[e2e] Why do we need TCP flow control (rwnd)?

Ted Faber faber at ISI.EDU
Tue Jul 1 09:22:06 PDT 2008

On Tue, Jul 01, 2008 at 10:08:01AM +0100, Jon Crowcroft wrote:
> on the duality of flow control & congestion control 
> and the real "end" in end-to-end:
> so i think keshav made a useful point - 
> one could have a predictive rwnd window scheme -

Keshav's right as usual, both about how one could extend receiver window
and that it's basically a simple concept.

> 1.
> so in this situation one can send a receive window that gets a
> sensible rate.  on the other hand, one could ALSO send a gratuitious
> ECN instead from the end point.
> since the end point of the session (not transport) is a hop away from
> the tcp end point (not such a rare occurance in these wireless spliced
> days:) then this seems entirely the same as a router sending an ECN
> (or dropping a packet:)

This is true as far as it goes, and it's pedagogically interesting,
which I'm sure is your point.

But for all the folks who think there's some engineering reason to
substitute ECN for receiver window: using ECN this way is foolish.  It
sends less information to the endpoint ("something got lost" vs. "I can
accomodate x more bytes") at exactly the same speed.  The receiver
window parameter is there to address this common case in the simplest
manner possible.  Use it.

One of the biggest problems in TCP congestion control is lack of
information.  When you have a channel to communicate with precision, use

> 2.
> corrollary:
> of course, routers could also change the receive window on returned packets 
> (If the route was symmetric) and recompute the checksum appropriately,
> instead of using precious ECN bits or dropping packets:)
> mind you, a router has a harder task to predict things than a host.

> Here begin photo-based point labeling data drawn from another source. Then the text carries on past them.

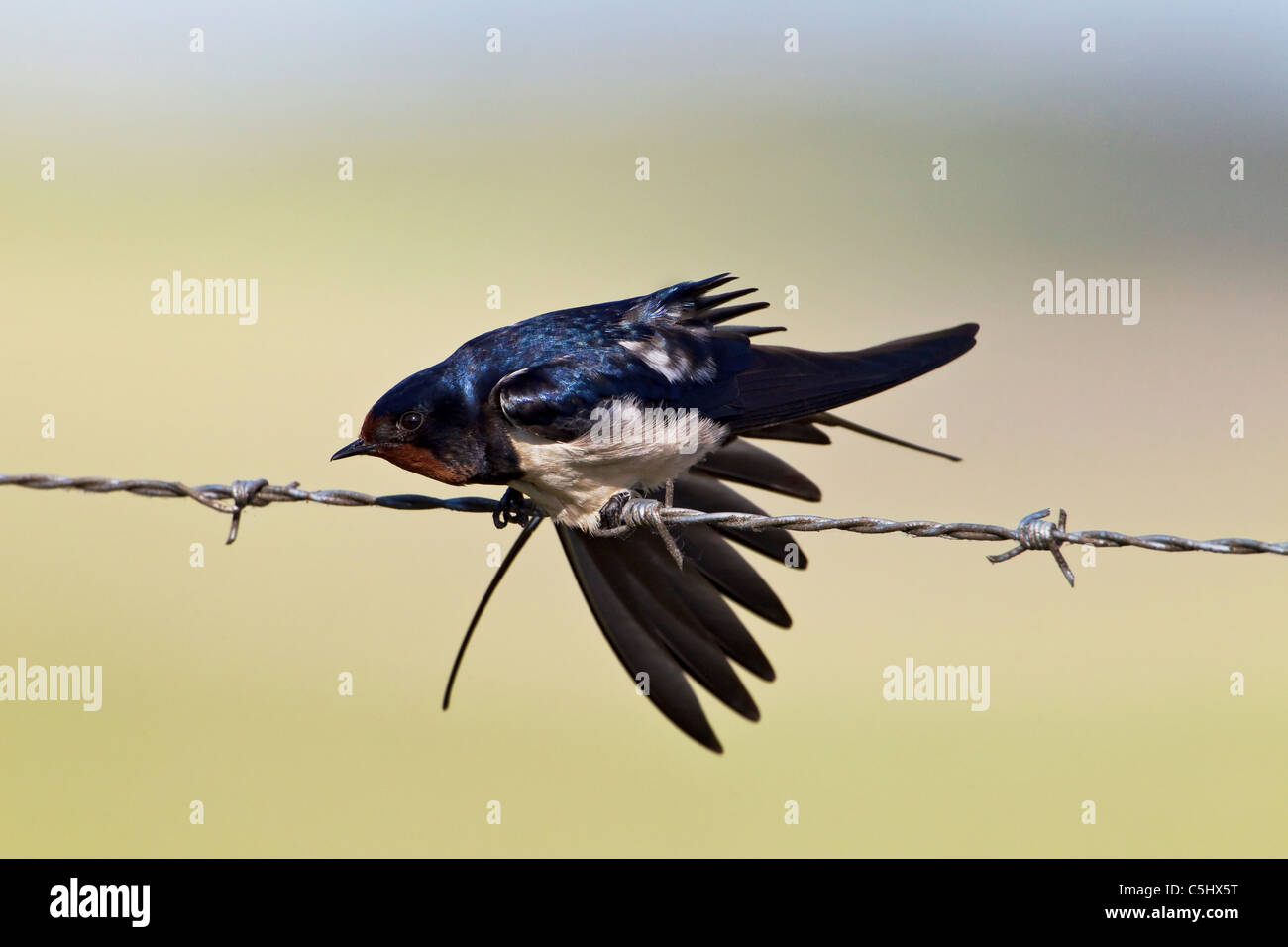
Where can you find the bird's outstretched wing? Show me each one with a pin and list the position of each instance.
(666, 624)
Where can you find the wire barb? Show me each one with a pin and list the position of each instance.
(1033, 532)
(1037, 532)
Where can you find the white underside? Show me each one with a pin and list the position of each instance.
(571, 480)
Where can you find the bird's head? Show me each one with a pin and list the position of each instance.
(416, 428)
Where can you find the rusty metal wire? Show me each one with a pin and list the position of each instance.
(1033, 532)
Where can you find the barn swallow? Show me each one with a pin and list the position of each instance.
(571, 408)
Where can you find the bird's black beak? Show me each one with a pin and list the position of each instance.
(355, 449)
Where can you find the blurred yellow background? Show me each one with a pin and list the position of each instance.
(516, 169)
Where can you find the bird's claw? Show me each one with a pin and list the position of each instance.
(511, 508)
(610, 513)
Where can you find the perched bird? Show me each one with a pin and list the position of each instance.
(580, 408)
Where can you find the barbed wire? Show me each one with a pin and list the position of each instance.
(1033, 532)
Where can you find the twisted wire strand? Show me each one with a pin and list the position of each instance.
(1033, 532)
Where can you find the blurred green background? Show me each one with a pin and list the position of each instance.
(516, 169)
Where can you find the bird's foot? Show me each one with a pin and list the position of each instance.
(511, 508)
(610, 513)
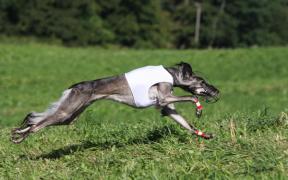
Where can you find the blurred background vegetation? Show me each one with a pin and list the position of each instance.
(178, 24)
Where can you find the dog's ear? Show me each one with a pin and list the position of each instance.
(185, 69)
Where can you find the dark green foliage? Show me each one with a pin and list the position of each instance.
(114, 141)
(148, 23)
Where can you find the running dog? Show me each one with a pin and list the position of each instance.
(139, 88)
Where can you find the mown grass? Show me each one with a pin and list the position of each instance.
(112, 141)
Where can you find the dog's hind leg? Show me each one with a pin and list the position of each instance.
(71, 104)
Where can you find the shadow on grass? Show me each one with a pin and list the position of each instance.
(151, 137)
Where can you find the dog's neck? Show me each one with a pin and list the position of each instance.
(175, 73)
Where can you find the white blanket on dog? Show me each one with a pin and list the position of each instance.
(142, 79)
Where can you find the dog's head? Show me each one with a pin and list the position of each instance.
(193, 83)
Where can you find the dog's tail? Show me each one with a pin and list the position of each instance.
(19, 134)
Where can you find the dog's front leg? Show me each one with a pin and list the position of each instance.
(166, 97)
(170, 111)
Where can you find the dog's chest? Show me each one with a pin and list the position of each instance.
(141, 80)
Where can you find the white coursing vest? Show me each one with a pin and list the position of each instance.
(142, 79)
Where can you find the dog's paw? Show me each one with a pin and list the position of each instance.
(204, 135)
(198, 113)
(208, 136)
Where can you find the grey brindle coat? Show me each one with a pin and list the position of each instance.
(76, 98)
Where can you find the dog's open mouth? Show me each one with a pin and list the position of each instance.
(208, 98)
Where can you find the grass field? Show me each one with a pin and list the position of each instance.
(112, 141)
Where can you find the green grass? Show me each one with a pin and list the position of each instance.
(113, 141)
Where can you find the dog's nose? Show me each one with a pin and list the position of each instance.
(216, 93)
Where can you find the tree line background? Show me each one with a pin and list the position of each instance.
(149, 23)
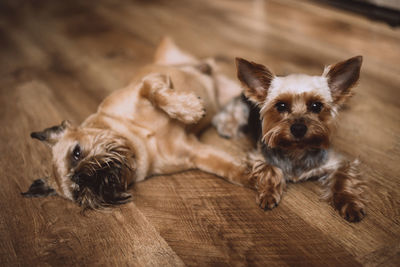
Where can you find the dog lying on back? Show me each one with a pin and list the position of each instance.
(292, 120)
(145, 129)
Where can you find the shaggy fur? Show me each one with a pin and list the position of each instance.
(292, 119)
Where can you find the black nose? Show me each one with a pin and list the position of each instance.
(298, 130)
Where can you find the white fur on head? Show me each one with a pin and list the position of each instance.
(298, 84)
(168, 53)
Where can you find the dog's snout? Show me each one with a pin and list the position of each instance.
(298, 130)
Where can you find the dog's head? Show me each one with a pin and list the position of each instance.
(90, 166)
(297, 111)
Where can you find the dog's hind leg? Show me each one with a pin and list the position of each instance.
(184, 106)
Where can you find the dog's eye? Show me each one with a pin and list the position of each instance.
(316, 107)
(76, 153)
(282, 107)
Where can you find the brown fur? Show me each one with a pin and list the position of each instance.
(145, 129)
(289, 156)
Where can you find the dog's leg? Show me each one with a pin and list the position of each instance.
(346, 191)
(183, 106)
(269, 183)
(230, 121)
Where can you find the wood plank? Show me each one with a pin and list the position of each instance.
(60, 58)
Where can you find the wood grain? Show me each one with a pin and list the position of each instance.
(58, 60)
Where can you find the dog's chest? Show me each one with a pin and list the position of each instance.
(294, 166)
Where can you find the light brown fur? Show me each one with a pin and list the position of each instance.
(295, 135)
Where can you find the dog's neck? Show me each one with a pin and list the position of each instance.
(295, 162)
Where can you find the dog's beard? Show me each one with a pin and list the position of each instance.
(101, 181)
(318, 136)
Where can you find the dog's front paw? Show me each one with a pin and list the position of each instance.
(231, 120)
(269, 183)
(352, 211)
(186, 107)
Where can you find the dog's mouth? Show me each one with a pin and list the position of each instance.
(98, 185)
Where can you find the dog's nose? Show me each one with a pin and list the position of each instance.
(298, 130)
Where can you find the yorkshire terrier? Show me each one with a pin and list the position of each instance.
(292, 119)
(146, 129)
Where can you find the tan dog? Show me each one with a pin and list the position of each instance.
(145, 129)
(292, 118)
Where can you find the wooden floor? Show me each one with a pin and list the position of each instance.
(58, 59)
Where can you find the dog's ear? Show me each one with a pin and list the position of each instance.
(342, 76)
(51, 135)
(256, 79)
(39, 188)
(168, 53)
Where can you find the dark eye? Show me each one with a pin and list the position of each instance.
(282, 107)
(316, 107)
(76, 153)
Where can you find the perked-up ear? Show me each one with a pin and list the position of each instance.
(256, 79)
(342, 77)
(168, 53)
(51, 135)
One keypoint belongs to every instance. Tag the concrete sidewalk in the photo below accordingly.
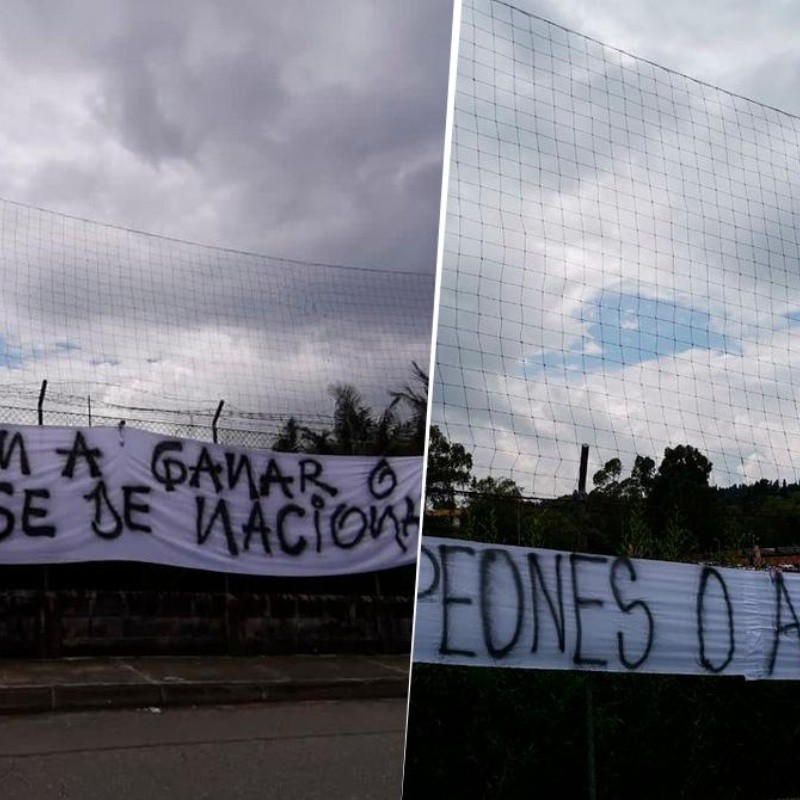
(76, 683)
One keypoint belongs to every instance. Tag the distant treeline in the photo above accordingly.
(358, 430)
(667, 511)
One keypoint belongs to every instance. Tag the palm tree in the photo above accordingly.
(415, 397)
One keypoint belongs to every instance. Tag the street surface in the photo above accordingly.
(335, 749)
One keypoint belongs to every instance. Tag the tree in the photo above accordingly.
(494, 511)
(449, 469)
(415, 399)
(680, 492)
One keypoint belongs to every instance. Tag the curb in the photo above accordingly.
(75, 697)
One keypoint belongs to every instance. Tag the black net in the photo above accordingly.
(128, 324)
(621, 262)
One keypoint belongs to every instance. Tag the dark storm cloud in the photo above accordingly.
(304, 130)
(314, 131)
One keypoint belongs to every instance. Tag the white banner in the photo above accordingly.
(492, 605)
(89, 494)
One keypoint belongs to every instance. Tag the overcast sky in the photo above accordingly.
(622, 254)
(305, 130)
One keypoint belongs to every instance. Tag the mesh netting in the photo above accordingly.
(621, 262)
(139, 322)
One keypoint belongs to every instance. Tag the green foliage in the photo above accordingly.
(449, 469)
(360, 430)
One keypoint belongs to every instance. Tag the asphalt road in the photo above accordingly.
(346, 749)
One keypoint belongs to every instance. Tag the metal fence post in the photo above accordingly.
(41, 402)
(215, 421)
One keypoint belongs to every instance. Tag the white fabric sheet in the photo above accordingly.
(91, 494)
(487, 605)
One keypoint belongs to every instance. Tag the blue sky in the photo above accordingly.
(623, 329)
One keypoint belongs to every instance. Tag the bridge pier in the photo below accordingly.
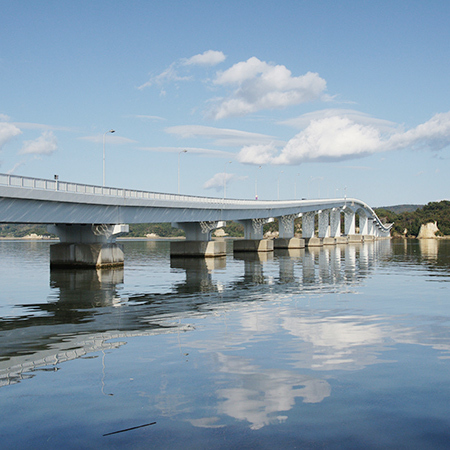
(253, 237)
(286, 234)
(198, 241)
(86, 246)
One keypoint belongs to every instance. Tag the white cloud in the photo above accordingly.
(218, 180)
(221, 136)
(16, 166)
(170, 74)
(45, 144)
(146, 117)
(7, 131)
(260, 85)
(331, 137)
(208, 58)
(109, 138)
(195, 150)
(432, 135)
(257, 154)
(304, 120)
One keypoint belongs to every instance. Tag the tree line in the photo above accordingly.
(408, 223)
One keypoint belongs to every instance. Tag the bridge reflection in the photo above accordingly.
(87, 309)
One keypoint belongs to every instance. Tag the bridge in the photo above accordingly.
(88, 219)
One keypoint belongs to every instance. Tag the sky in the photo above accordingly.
(275, 99)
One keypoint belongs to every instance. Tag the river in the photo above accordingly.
(338, 347)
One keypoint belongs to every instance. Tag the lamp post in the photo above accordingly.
(278, 188)
(104, 137)
(225, 179)
(295, 187)
(256, 183)
(179, 153)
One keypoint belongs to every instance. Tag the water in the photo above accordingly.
(340, 347)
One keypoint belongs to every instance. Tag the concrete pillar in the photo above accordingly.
(253, 228)
(308, 225)
(194, 231)
(286, 226)
(86, 246)
(198, 241)
(335, 222)
(371, 227)
(363, 224)
(286, 237)
(253, 237)
(324, 223)
(349, 216)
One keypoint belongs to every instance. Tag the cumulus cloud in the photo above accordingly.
(335, 137)
(259, 85)
(220, 136)
(257, 154)
(218, 181)
(7, 131)
(332, 138)
(208, 58)
(45, 144)
(304, 120)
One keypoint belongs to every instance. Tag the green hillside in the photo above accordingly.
(412, 220)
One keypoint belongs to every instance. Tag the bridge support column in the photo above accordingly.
(324, 228)
(86, 246)
(286, 237)
(198, 241)
(308, 230)
(253, 237)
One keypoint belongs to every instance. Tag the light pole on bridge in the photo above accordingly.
(256, 183)
(278, 187)
(104, 137)
(225, 179)
(179, 153)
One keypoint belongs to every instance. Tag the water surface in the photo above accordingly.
(339, 347)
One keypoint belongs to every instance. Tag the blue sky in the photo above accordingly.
(286, 99)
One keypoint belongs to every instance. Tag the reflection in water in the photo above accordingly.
(265, 393)
(429, 248)
(86, 306)
(272, 333)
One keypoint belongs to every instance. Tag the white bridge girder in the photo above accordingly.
(32, 200)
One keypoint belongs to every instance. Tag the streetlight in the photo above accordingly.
(179, 153)
(225, 179)
(256, 183)
(104, 136)
(278, 189)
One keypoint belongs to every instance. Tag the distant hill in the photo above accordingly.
(407, 219)
(398, 209)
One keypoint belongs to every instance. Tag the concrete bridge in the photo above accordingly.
(87, 219)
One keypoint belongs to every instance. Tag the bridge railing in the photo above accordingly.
(64, 186)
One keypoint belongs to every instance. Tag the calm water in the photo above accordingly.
(340, 347)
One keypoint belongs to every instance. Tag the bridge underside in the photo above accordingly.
(88, 219)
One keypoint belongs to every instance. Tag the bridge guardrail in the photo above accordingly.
(64, 186)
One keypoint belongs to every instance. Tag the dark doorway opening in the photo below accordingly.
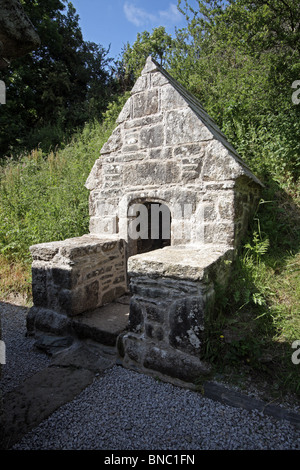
(158, 232)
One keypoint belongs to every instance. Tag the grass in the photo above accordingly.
(258, 316)
(42, 198)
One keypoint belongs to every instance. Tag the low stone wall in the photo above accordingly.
(173, 291)
(78, 274)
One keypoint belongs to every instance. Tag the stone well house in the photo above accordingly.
(170, 200)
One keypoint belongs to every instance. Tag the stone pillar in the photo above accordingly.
(173, 292)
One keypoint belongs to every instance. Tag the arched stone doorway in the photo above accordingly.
(149, 226)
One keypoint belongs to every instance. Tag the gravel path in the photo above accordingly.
(125, 410)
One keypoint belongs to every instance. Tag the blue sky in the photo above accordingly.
(117, 22)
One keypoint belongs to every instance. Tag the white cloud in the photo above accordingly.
(140, 17)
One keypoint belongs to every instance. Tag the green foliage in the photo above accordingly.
(43, 198)
(58, 87)
(158, 44)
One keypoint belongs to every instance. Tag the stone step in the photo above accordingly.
(103, 324)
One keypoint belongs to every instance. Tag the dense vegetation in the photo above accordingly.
(240, 58)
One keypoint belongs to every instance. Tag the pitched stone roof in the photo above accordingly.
(197, 108)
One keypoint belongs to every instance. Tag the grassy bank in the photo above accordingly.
(43, 198)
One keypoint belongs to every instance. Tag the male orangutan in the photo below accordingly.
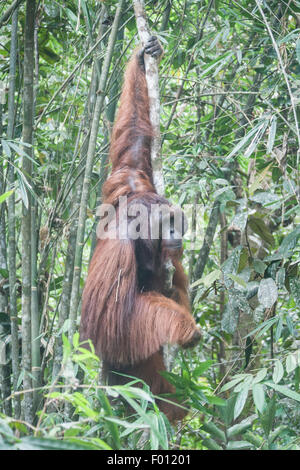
(127, 310)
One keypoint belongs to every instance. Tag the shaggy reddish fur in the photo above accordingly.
(125, 311)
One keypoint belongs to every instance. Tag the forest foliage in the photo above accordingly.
(229, 89)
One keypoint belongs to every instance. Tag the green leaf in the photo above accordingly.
(278, 371)
(267, 292)
(258, 396)
(241, 427)
(241, 400)
(244, 140)
(239, 445)
(289, 242)
(211, 444)
(298, 50)
(272, 134)
(6, 195)
(237, 279)
(214, 431)
(268, 415)
(233, 382)
(258, 226)
(259, 266)
(284, 390)
(291, 363)
(260, 375)
(261, 176)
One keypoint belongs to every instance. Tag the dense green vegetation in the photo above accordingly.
(231, 146)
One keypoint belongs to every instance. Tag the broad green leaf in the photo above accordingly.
(240, 401)
(258, 226)
(237, 279)
(239, 445)
(291, 363)
(258, 396)
(210, 278)
(289, 242)
(259, 266)
(267, 292)
(298, 50)
(214, 431)
(241, 427)
(233, 383)
(244, 140)
(211, 444)
(284, 390)
(260, 177)
(260, 375)
(256, 139)
(278, 372)
(6, 195)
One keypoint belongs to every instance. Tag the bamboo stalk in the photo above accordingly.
(12, 216)
(27, 137)
(4, 366)
(88, 170)
(151, 68)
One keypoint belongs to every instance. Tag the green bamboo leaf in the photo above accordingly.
(258, 226)
(272, 134)
(260, 376)
(298, 50)
(241, 400)
(214, 431)
(278, 372)
(256, 139)
(291, 363)
(260, 177)
(6, 195)
(284, 390)
(241, 427)
(267, 292)
(211, 444)
(244, 140)
(239, 445)
(258, 396)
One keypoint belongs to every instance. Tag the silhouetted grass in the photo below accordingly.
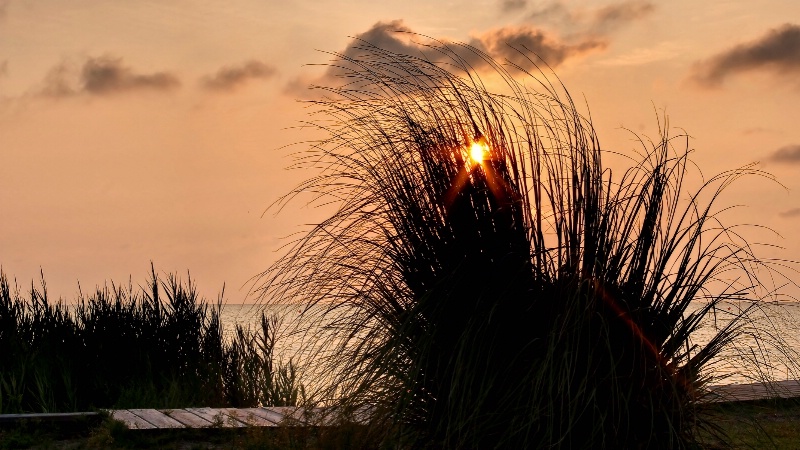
(161, 346)
(529, 301)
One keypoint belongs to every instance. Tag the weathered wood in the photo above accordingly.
(55, 417)
(131, 420)
(187, 418)
(251, 416)
(292, 415)
(157, 418)
(217, 417)
(754, 391)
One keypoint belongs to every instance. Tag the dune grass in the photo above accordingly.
(528, 298)
(159, 346)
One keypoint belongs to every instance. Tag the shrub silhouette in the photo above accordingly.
(526, 300)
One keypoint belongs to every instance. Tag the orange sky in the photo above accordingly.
(154, 130)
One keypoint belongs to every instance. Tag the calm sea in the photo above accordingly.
(767, 347)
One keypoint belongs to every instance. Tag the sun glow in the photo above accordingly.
(478, 152)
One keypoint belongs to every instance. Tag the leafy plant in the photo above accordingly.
(519, 296)
(160, 347)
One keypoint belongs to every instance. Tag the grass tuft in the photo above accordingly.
(530, 300)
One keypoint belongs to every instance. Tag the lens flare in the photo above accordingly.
(478, 152)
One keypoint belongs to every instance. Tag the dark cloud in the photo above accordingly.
(613, 16)
(393, 36)
(500, 44)
(102, 76)
(229, 78)
(106, 75)
(503, 44)
(794, 212)
(592, 22)
(513, 5)
(789, 154)
(777, 51)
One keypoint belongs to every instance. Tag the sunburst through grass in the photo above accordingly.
(485, 282)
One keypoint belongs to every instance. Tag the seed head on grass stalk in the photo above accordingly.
(517, 296)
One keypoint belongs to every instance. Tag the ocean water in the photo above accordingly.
(766, 348)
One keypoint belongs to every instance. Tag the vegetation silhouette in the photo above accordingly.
(523, 299)
(158, 347)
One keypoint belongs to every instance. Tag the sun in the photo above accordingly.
(478, 152)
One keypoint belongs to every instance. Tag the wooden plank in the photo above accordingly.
(187, 418)
(754, 391)
(157, 418)
(259, 417)
(290, 414)
(132, 421)
(217, 417)
(57, 417)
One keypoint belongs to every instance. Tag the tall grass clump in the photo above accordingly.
(160, 346)
(522, 298)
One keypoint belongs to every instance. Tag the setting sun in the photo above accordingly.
(478, 152)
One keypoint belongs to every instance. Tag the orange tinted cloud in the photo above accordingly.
(777, 51)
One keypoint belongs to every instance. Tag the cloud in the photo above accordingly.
(594, 22)
(789, 154)
(501, 44)
(513, 5)
(777, 51)
(613, 16)
(103, 76)
(229, 78)
(794, 212)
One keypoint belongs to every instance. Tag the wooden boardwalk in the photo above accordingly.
(754, 391)
(154, 419)
(147, 419)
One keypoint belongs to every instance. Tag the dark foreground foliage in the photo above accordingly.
(526, 300)
(162, 346)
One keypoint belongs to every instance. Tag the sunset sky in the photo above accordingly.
(139, 131)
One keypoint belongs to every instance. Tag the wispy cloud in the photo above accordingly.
(611, 17)
(789, 154)
(794, 212)
(599, 21)
(230, 78)
(513, 5)
(501, 44)
(103, 75)
(777, 51)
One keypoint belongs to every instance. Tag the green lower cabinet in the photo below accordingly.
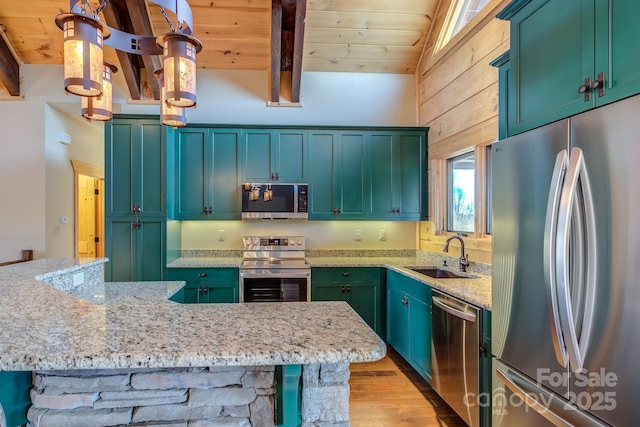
(206, 285)
(359, 287)
(409, 321)
(14, 397)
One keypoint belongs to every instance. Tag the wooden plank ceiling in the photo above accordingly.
(372, 36)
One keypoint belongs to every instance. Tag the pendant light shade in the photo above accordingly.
(180, 68)
(83, 65)
(169, 115)
(100, 108)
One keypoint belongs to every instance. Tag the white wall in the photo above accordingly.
(318, 234)
(35, 187)
(87, 144)
(239, 97)
(22, 179)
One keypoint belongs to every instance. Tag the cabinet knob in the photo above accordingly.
(585, 89)
(598, 83)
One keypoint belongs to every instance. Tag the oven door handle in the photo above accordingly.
(285, 274)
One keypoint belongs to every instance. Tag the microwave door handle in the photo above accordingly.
(549, 256)
(576, 174)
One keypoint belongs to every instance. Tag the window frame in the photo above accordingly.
(450, 169)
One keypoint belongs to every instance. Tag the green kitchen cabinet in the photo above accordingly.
(207, 285)
(361, 287)
(503, 65)
(135, 167)
(337, 174)
(14, 397)
(397, 183)
(206, 174)
(275, 155)
(568, 57)
(409, 321)
(135, 248)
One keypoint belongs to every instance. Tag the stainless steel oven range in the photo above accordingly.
(274, 269)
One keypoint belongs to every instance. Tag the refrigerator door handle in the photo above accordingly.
(584, 260)
(549, 256)
(552, 408)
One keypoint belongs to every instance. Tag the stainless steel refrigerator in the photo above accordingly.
(566, 272)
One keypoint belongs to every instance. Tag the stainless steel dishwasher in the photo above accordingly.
(455, 355)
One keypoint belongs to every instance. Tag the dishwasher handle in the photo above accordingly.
(464, 315)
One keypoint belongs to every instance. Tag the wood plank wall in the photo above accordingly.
(458, 100)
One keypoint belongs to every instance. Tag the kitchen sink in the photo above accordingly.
(439, 273)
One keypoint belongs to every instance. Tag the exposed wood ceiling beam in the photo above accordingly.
(131, 16)
(9, 69)
(287, 42)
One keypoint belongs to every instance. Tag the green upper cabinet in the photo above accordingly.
(397, 183)
(135, 167)
(135, 248)
(563, 52)
(275, 155)
(206, 176)
(337, 174)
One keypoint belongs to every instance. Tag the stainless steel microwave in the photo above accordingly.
(274, 201)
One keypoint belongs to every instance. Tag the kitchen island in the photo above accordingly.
(123, 352)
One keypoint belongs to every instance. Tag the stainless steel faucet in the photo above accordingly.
(464, 259)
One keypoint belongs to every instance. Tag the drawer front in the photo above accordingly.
(345, 274)
(405, 284)
(199, 276)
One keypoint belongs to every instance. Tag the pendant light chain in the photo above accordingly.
(166, 17)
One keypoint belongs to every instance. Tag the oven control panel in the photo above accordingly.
(273, 243)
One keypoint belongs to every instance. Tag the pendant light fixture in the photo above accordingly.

As I recall there were a set of network appliances in the 1990's that
manipulated the receiver window to do traffic shaping.  Packeteer comes
to mind, but that name may be my foggy memory.  So folks have played
with this, though I think it's a misuse of the field.

Your concerns about symmetry are spot on.

> so maybe the tcp/ip people got things roughly right, eh? 

As far as the receiver window, I agree.